Между тем, я получил известия из Вестингхауса, что в лаборатории многое изменилось, появился новый директор, и вскоре после этого я получил приглашение вернуться в компанию. Я ответил, что вернусь только на условиях более высокой зарплаты и контракта на несколько лет. Они подтвердили телеграммой, что согласны, и через месяц мы вернулись в Питтсбург.
Я решил оставить семью в Канзас-Сити, пока не найду подходящий дом, и поехал в Питтсбург один, на машине. В то время скоростные дороги были не такие хорошие, как сейчас, и часть пути между Канзас-Сити и Сант-Луисом пролегала по грунтовой дороге. Вскоре я заблудился, наступила ночь; я увидел ферму и попытался узнать у фермера, где я. Сначала единственным ответом на мой стук в дверь было лаянье собак, но в конце концов голос из-за закрытых ворот поинтересовался, что мне нужно. Я спросил, как доехать до Сант-Луиса. Мне ответили, что уж если я так далеко заехал, то и дальше доеду, и что если я не уйду, на меня спустят собак. Я разозлился и сквозь зубы выругался по-русски, случайно – достаточно громко, потому что хозяин спросил меня, что я сказал. Скандала мне не хотелось, и я собрался было уйти; тут ворота открылись, и фермер заговорил со мной по-русски. Когда он узнал, что я уехал из России всего 2 года назад, он настоял на том, чтобы я зашел в дом, разбудил жену, и мы проболтали всю ночь. Он эмигрировал в США с юга России со своими родителями, когда был еще маленьким. Теперь он был преуспевающим фермером с парой сотен акров земли и хорошей фермой. Его сыновья и дочери обзавелись семьями и уехали жить в город, так что он был очень рад компании, особенно с земляком. С явной неохотой они отпустили меня на следующий день, накормив до отвала.
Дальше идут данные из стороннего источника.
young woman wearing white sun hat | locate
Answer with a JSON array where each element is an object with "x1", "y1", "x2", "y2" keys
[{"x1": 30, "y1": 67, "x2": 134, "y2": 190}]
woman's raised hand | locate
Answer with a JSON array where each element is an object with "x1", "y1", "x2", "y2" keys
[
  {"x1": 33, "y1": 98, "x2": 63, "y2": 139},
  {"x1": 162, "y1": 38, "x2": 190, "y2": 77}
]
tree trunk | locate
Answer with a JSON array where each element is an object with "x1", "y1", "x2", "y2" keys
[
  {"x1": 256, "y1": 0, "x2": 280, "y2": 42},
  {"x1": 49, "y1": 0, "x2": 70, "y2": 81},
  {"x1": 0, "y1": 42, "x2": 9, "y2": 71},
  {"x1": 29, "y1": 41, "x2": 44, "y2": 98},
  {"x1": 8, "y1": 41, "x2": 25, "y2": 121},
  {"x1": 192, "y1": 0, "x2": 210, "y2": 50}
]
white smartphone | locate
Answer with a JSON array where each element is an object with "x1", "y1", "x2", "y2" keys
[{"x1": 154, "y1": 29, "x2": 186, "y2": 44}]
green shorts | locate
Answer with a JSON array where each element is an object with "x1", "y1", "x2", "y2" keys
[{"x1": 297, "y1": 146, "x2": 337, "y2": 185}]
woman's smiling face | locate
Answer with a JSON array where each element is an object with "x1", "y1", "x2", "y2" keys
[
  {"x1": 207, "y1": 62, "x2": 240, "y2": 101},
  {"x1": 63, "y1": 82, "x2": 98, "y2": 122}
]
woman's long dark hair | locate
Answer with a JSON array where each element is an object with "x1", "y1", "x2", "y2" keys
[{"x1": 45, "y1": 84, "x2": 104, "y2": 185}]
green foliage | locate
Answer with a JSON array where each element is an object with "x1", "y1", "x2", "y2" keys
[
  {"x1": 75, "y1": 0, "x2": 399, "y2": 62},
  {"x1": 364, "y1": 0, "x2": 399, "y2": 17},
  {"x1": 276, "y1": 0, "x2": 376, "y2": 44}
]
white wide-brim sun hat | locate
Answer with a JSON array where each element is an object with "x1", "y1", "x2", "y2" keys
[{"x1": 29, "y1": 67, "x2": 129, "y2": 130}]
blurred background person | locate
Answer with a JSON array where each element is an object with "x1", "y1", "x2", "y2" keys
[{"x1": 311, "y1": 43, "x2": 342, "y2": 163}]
От Сант-Луиса дорога была хорошей, и я без приключений доехал до Питтсбурга. Но тут сразу же попал в историю, заехав на одностороннюю улицу не с той стороны. Полицейский, здоровый, крепко сбитый мужик, оглушил меня свистом. Он остановил поток машин и медленно пошел ко мне, вынимая блокнот. Где-то на полпути к привычному – «Вы что, ослепли, не видите, куда едете?..» – и так далее, когда я уже представил себе повестку в суд и, возможно, штраф, он заметил номер моей машины – из Миссури. Суровые складки его лица расслабились. «Так Вы из Миссури – как там дела? Откуда же Вам знать наши новые правила движения?.. Куда направляетесь?..» Так Канзас-Сити помог мне снова.
Я вернулся в Вестингхаус в новой должности, и новый директор – мистер Самуэл М. Кинтнер – спросил меня, над чем бы я хотел работать. Естественно, я предложил электронное телевидение, и он тут же согласился.
Я с энтузиазмом погрузился в работу. За несколько месяцев, работая практически один (иногда мне помогал замечательный стеклодув Крис), я целиком собрал электронную телевизионную систему. Я был так горд результатами, что провел довольно много времени в библиотеке, подыскивая подходящее название для моего изобретения. Электронную передающую трубку я назвал «иконоскопом», от двух греческих слов «icon» (изображение) и «scope» (видеть). Приемную трубку я назвал «кинескопом», от слова «kineo» (двигаться). Мистер Кинтнер был весьма впечатлен демонстрацией системы, доказавшей возможности электронного телевидения. Хотя качество передаваемого изображения вначале было очень плохое, было ясно, что в будущем его можно улучшить.
Для продолжения работы нужно было увеличить помощь, помещение и бюджет. Поэтому мы решили показать изобретение главному менеджеру Вестингхауса, мистеру Генри П. Дэвису. Сначала, пытаясь улучшить качество демонстрации, я случайно взорвал конденсаторы и должен был провести всю ночь, ремонтируя схему. К утру, когда м-р Дэвис приехал с м-ром Отто Шерером, директором отдела патентов, и м-ром Кинтнером, все работало. Я смог продемонстрировать процесс прямой передачи изображения без механических приспособлений. Более того, я особенно волновался, пытаясь доказать наиболее важный аспект этой системы – накопительный эффект. Он возникал из находящейся в иконоскопе фотоэлектрической мозаики, в которой каждый фотоэлектрический элемент был соединен с индивидуальным конденсатором. Конденсатор перезаряжался постоянно, пока корреспондирующий с ним фотоэлектрический элемент получал свет из соответствующей точки передающей картинки. Так как передача картинки повторялась 30 раз в секунду, картинка-сигнал производилась светом, падающим на мозаику в 1/30 секунды. При тех же условиях, системы без накопительного эффекта, для сравнения, используют для производства картинки-сигнала только свет, излучаемый элементом в момент передачи, что в тысячу раз короче. Две системы можно сравнить с фотокамерой, время экспозиции которой – 1/30 секунды и, соответственно, – 1/300,000 секунды.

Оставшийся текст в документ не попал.